Hay quien rotula a sus hijos con el sino de su propio apelativo, por seguir una tradición. El hijo está condenado a utilizar un eterno diminutivo: será “Eduardito” a los 50 años. Peor es cargar el número romano: “Eduardo I” el abuelo; “Eduardo II” el hijo y “Eduardo III” el nieto. Ofrece una reminiscencia real que poco tiene que ver con castillos y abolengo sino con egolatría y necedad. Sobre todo cuando no se trata de “Eduardo” sino de “Prisciliano”.
Cuando las familias se componían de 15 hermanos, los padres apelaban al destino: bautizaban a las criaturas según el martirologio. “Pedro” o “Pablo” significaba tener buena suerte; en cambio, “Pánfilo” o “Mónico”, una justificación para el rencor.
Una salida fácil es ponerle al niño el nombre del tío y luego elegirlo para padrino. Se matan dos pájaros de un tiro: “Luisito” es el ahijado del “tío Luis”.
Tener un nombre es asumir un símbolo. “Cuauhtémoc” representa la persistencia por una cultura vencida; “Alejandro” es el conquistador. “Sócrates”, el que todo lo sabe. Existen los “Beethoven”, “Washington”, “Espartaco”… Que recuerdan la afición artística de los padres o su gusto por lo exótico. Bien podría ser “Ponce” (por Manuel M.), “Hidalgo” (por Miguel) o “Cuitláhuac”, si se tratara de sus atributos.
Los citados, al menos son ilustres. Es poco agradable encontrar nombres extranjeros difíciles de pronunciar e imposibles de escribir: “Jeannette” o “Wolfgang” presentan problemas gráficos. Faltan muchos años para alcanzar su castellanización, como ocurrió con la mayoría de los que ahora pertenecen a nuestra tradición. “Jorge” es griego; “Alberto”, alemán y “Guadalupe”, árabe. El tiempo se encargó de su adaptación a nuestra fonética.
Quien no lo sabe, bautiza a sus hijos como “Iván”, “Johann” o “Johnny”… Cuyo origen es “Juan”. Por lo tanto, llamarse así en Rusia, Alemania, Inglaterra o España es llamarse igual.

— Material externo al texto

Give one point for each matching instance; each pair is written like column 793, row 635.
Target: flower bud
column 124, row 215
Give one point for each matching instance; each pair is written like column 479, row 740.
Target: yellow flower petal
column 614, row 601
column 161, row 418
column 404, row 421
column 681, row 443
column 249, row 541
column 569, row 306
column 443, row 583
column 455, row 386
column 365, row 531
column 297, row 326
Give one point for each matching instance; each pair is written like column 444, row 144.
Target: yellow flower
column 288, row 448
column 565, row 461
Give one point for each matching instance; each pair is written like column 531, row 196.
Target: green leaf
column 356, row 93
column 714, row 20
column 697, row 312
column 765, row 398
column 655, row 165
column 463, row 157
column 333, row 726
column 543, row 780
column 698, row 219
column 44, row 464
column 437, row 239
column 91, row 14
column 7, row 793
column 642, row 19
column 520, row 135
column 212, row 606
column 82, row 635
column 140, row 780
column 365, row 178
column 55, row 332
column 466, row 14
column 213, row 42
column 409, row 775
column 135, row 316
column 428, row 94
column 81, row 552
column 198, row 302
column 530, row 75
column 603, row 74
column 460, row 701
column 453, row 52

El afán de originalidad lleva a algunos a caer en el exceso de poner a su hijo el sabido “Aniv de la Rev”. O bien, “Kárloz” que, por más raro que parezca, sigue sonando a “Carlos” y es la misma cosa.

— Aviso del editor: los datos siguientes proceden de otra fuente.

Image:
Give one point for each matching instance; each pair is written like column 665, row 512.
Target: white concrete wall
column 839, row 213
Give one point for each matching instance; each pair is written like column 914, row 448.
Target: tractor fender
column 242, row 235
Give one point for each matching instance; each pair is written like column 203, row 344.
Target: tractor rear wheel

Más sutil resulta la cacofonía que los padres infringen a sus hijos sin percatarse. Llamarse “Genoveva Vivanco” es obligar una dificultad de por vida. Peor aún “Mónica Galindo”: el “bullying” está garantizado.
Nadie puede esperar que a “Francisco” no le digan “Paco”, a “Antonio”, “Toño” ni a “Mercedes”, “Meche”.

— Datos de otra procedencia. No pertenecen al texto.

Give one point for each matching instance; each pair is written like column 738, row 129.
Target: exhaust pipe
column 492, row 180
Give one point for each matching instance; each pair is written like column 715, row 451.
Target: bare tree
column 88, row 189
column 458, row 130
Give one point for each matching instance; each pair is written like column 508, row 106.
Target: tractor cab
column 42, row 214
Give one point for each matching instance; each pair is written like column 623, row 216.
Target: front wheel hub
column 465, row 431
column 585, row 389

Aunque no lo determina, el carácter de alguien se inclina hacia lo que significa su nombre. Llamarse “Dolores” invita a padecer un malestar constante; “Socorro” es un clamor al aire y “Aniceto” motiva a la misantropía. En tal caso, se augura una psicopatía.
Si nombrar las cosas implica un acto de sometimiento, bautizar a un niño es definirlo para siempre. Apostar por un desenlace. Aunque se realice desde la inconsciencia o desde una estética retorcida que los años, las experiencias de la persona, justificarán. Todos los nombres propios son sinónimos de “paciencia”, un género cinematográfico en espera de exhibición.